L’utopie de son arrivée.

Je suis une rêveuse. J’ai toujours eu l’impression, dans ce monde où tout le négatif est remis sans cesse sur le devant de la scène, être un brin décalée, un petit peu trop optimiste. J’arrive à percevoir un avenir clair, à imaginer que demain sera toujours mieux, toujours plus beau. Je vois la beauté et le bien en tout ou presque: un oiseau qui chante le matin au réveil, un rayon de soleil qui vient doucement caresser ma nuque, le plaisir de rester un peu dans la voiture après être arrivée pour finir d’écouter la chanson qui passe à la radio, les moments qui permettent de se sentir en vacances, la pomme d’amour achetée au détour d’une foire, le sable chaud sous les pieds, l’odeur des pancakes au petit déjeuner, le fait d’avoir le temps, juste un peu pour s’arrêter et respirer, chaque naissance, chaque mariage, chaque célébration… Quand quelque chose de bon arrive, je sais le prendre comme il vient. Je vis dans l’utopie de mon monde parfait à moi. Et même quand tout ne se passe pas comme prévu, j’arrive à apprécier le moment totalement incertain qui se produit.

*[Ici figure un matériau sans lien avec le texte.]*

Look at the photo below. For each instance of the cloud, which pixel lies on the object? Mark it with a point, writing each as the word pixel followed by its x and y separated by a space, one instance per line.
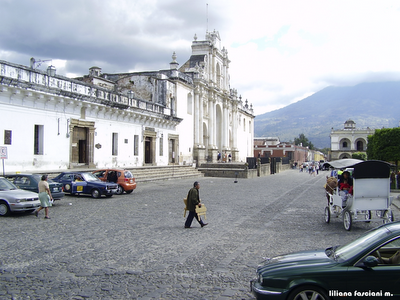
pixel 280 51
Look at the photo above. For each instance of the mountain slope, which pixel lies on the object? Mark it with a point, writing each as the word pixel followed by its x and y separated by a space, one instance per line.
pixel 373 105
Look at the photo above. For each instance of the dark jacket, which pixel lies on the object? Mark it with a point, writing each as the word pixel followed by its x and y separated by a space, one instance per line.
pixel 193 199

Ca a été le cas pour la naissance de Kéo. Dans ma petite tête, tout était déjà bien rôdé. Après m’être renseignée sur le sujet de l’accouchement, je n’avais plus vraiment d’inquiétudes. Que des espérances. C’était un projet de naissance enfoui dans ma tête. Je voulais marcher dans les couloirs, je voulais profiter de la grande baie vitrée de la clinique, avec les ballons qui permettent de gérer les contractions. Je voulais arriver en pleine nuit ou le matin et rencontrer mon garçon le soir. Je voulais que ce soit naturel, mais encadré, comme si une sage femme était venue à la maison. Je voulais être belle comme dans les films, n’avoir recours à rien, ni péridurale, ni ventouse. Et attraper mon bébé, les larmes de ma joie inondant mes joues. Et au final, j’ai adoré la façon dont ça s’est passé pour mon premier. Loin de mes espérances. A l’opposé, même. Entrant le jeudi soir à la clinique pour ne connaitre mon bébé que le samedi soir à 20h15 après 29h de travail, une journée entière allongée avec un monitoring posé sur le ventre. Je n’ai pas vu la grande baie vitrée, je n’ai pas pu me servir des gros ballons de toutes les couleurs, je n’ai pas pu marcher, ni le sentir descendre et c’est exténuée après une péridurale et l’utilisation de la ventouse que j’ai vu pour la première fois sa bouille. Non, je n’ai pas pleuré. Mais, si c’était à refaire, je voudrais que tout se passe exactement comme ça s’est passé. Je le dis toujours, mon premier accouchement a été long, fatigant, mais je n’ai pas tellement souffert et nous étions tellement heureux d’accueillir ce bébé en bonne santé. En y repensant, je peux imaginer le sourire béat que j’ai pu arborer toute cette soirée là, en lui donnant son premier biberon et en le regardant dormir, sa peau contre la mienne, dans un calme apaisant.

Pour notre Jolie Rose, l’utopie est la même. Je rêve d’un accouchement plus rapide mais pas trop, et d’une bulle de douceur autour de cet évènement. Je rêve de salle nature, de pouvoir prendre un bain, d’avoir le temps de me préparer, en quelques heures, à notre nouvelle vie. Je rêve de ces instants, rien que son papa et moi, à penser à ce qu’il viendra après. Je rêve de marcher dans les couloirs et une fois, juste une fois, pouvoir admirer la vue par la baie vitrée. J’aimerais éviter la péridurale et tout ce qui, de près ou de loin, est médicalisé. Si elle pouvait arriver doucement, simplement, dans la douleur physique certes mais sans contrainte aucune, alors nous aurions coché toutes les cases de mon accouchement idéal.  Juste elle, juste lui, juste moi et la personne qui nous accompagnera… Et si ça ne se passe pas ainsi, peut être que j’y verrais quelque chose de plus beau, de plus riche en émotions et peu importe au final, ma Jolie Rose, tout ce qu’on veut nous, c’est toi.